Beyond the Black Box: Unpacking the Impacts of Generative AI in Academia
Jun 5, 2023
Pandora’s box is open. Generative AI exists and will continue to influence academic and instructional settings. How we choose to monitor, detect, and utilize this tool as individuals and at a university level will determine what will come from this technology. For many, GenAI tools feel indispensable as our expectations for research are changing alongside it. To explore the impact of GenAI — e.g., ChatGPT— on educational structure and learning, I participated on a student panel during UC San Diego’s Academic Integrity Virtual Symposium. My fellow panelists were Kharylle Rosario, a junior majoring in Molecular & Cell Biology; Nathaniel Mackler, a senior majoring in Cognitive Science; and Sukham Sidhu, a junior majoring in Economics & Data Science. Our panel was moderated by Avaneesh Narla, a doctorate candidate in Physics with a Quantitative Biology Specialization.
Our panel discussed the range of impacts that GenAI has in education, including the fields of law, medicine, and even creative writing. In education, we acknowledged that while GenAI can be used as a tool to support learning, there is also the potential for malicious use. For example, the line between plagiarism and original work becomes blurred with GenAI use. Also, in many cases, we cannot identify the sources from which the GenAI is pulling, so there is an argument to be made that GenAI is stealing intellectual property when it generates text or images. With that being said, there is no strict legal code to guide GenAI use — at least in the United States — and in education, there is inconsistent implementation of restrictions on its use.
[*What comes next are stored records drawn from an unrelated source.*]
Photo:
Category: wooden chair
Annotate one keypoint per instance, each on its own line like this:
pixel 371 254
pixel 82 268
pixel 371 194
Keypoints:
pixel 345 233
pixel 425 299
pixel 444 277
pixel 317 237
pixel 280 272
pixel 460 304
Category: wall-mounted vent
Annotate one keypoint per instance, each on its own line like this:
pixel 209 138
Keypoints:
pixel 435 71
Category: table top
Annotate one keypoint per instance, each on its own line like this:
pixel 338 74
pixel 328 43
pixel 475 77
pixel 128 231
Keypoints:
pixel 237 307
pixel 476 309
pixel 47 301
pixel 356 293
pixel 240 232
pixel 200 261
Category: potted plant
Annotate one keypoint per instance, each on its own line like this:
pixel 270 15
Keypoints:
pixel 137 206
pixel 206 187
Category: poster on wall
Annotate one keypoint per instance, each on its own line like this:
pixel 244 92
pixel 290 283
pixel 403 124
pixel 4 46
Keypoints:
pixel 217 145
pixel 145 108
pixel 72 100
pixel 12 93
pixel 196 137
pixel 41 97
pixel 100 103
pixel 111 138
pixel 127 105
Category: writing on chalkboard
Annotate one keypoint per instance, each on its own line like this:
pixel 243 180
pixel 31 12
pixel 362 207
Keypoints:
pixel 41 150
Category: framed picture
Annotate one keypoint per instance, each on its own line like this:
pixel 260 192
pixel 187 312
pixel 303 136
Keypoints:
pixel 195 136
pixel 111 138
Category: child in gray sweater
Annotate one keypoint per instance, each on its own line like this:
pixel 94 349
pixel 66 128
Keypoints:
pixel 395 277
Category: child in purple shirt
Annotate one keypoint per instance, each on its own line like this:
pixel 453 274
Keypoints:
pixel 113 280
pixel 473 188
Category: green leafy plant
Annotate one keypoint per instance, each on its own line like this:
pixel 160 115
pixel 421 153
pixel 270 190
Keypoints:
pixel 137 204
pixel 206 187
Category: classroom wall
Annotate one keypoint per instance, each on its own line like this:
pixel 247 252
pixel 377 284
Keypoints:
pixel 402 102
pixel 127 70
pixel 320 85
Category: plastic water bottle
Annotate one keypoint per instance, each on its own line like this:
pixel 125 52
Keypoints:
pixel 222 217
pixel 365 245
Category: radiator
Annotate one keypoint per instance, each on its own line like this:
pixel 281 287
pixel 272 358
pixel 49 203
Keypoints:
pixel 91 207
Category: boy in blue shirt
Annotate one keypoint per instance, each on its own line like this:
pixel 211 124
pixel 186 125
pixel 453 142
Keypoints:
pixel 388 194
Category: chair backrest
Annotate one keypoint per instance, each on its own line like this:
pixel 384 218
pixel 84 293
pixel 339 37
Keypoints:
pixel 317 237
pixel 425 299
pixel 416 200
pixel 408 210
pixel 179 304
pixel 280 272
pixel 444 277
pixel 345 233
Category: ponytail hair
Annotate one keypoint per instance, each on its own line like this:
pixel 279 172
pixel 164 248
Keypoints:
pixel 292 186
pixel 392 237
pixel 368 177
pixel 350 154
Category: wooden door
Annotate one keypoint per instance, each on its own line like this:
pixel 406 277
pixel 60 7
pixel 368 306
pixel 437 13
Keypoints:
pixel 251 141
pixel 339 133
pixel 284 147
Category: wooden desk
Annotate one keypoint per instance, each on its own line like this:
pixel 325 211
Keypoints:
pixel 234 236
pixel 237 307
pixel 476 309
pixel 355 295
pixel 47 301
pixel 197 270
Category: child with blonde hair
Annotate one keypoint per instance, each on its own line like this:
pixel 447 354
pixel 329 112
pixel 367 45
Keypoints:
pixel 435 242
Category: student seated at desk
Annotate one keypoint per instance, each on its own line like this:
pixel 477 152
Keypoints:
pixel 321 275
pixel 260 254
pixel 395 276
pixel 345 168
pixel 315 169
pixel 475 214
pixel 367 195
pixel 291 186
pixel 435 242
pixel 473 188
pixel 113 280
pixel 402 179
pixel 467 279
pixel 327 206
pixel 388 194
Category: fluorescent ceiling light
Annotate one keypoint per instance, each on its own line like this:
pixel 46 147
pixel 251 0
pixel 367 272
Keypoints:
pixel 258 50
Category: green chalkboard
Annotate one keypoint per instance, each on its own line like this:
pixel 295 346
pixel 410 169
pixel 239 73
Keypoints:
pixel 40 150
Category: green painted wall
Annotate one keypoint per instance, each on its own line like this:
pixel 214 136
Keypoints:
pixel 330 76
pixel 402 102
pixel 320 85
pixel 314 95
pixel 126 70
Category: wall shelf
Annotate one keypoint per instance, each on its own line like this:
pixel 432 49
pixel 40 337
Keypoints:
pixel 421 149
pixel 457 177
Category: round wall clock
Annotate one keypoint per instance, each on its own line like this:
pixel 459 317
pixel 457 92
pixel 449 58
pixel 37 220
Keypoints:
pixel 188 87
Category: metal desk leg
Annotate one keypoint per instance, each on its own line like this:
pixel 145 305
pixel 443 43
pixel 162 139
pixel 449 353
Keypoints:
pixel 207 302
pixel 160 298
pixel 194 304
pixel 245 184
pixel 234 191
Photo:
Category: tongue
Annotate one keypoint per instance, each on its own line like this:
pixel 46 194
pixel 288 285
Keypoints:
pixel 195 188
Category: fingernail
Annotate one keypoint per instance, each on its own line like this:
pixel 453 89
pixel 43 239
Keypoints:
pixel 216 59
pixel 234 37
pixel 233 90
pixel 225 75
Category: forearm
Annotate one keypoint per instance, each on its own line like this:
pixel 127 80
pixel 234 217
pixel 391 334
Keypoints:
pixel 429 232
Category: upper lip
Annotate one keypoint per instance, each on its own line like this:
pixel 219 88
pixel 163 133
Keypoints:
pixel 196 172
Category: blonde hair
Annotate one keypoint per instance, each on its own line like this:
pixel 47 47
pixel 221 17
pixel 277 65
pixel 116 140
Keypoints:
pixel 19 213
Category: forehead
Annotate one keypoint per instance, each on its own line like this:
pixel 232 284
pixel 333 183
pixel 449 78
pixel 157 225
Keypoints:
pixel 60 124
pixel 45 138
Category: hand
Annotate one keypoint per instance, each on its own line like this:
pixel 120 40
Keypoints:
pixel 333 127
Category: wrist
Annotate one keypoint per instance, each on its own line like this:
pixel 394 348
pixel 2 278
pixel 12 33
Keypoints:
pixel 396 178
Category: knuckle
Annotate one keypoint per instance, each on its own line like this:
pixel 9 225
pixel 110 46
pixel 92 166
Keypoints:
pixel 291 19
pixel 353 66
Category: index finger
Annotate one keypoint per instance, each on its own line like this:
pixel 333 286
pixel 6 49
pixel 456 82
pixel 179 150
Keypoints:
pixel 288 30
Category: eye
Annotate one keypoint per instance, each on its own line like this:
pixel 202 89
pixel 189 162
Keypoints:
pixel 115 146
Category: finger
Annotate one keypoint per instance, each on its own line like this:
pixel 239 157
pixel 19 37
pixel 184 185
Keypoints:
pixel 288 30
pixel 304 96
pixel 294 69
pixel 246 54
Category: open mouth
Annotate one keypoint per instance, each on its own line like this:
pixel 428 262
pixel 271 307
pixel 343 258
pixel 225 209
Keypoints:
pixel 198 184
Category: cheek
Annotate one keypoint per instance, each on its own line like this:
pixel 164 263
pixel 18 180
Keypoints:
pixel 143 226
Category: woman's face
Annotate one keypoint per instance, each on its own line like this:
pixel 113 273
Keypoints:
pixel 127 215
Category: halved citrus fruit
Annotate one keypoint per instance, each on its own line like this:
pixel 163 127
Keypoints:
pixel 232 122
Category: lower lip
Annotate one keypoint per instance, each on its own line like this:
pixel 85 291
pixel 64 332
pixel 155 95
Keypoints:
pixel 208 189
Detection of GenAI use is another hot topic in education. Tools like GPTZero provide a percentage likelihood that a provided text is AI generated or written by a human. While this novel tool could theoretically deter students from simply submitting GenAI output as their own work because of the risk of being detected, it is also true that GPTZero is not flawless. They claim to have a detection accuracy rate “higher than 98%,” which is outstanding for such a new technology. However, it’s also worth noting that, in this margin of error, there can be false positives and negatives. With some institutions considering an expulsion policy for the use of GenAI, false positives could result in serious harm.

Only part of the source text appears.